The CFMEU and the wider union movement are certain to seize on the withdrawal of the charges to ramp up their long-held claim that the royal commission and associated police investigations amounted to a political witch-hunt.
It is also possible that Mr Setka and Mr Reardon may seek to launch a wrongful prosecution action against authorities, or pursue civil action against Boral.
The royal commission into the union movement was called by the Abbott government, with its findings later pushed by the Turnbull government. In his interim report in December 2014, Royal Commissioner Dyson Heydon said that Mr Setka and Reardon should be considered for the criminal charge of blackmail.

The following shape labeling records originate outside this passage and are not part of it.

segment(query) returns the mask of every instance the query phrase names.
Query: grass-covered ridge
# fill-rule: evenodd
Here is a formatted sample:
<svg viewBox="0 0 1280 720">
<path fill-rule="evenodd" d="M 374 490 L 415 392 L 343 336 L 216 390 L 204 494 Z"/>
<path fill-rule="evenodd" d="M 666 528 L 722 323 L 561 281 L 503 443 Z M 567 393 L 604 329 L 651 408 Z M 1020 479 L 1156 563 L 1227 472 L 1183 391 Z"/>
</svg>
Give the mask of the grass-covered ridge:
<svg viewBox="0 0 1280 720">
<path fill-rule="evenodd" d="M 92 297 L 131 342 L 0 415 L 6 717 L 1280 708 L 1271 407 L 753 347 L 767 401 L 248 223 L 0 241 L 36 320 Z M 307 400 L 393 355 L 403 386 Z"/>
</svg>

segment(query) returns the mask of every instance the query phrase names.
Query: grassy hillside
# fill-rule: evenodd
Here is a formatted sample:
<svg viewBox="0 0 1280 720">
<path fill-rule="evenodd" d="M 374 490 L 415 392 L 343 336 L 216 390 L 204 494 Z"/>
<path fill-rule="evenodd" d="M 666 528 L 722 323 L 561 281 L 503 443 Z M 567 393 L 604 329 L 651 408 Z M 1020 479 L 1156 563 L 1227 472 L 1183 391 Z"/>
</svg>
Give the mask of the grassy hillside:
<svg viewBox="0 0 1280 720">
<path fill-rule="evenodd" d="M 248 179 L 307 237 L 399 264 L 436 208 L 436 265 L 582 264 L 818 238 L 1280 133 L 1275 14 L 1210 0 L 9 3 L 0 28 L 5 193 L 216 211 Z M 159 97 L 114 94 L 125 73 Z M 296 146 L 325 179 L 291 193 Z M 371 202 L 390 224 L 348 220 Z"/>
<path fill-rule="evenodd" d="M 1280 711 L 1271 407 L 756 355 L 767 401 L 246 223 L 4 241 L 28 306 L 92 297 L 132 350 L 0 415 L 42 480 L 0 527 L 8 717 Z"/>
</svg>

In the trade union royal commission's final report, released in 2015, the CFMEU was a key focus, and Commissioner Dyson Heydon said the union acted in "wilful defiance of the law".
The CFMEU's association, with the Australian Labor Party has been used to attack Opposition leader Bill Shorten and other ALP leaders. But the union movement has used the case against the CFMEU chiefs to prosecute its own campaign against the coalition, with tens of thousands of members and union supporters blocking the centre of Melbourne recently in support of Mr Setka and Mr Reardon.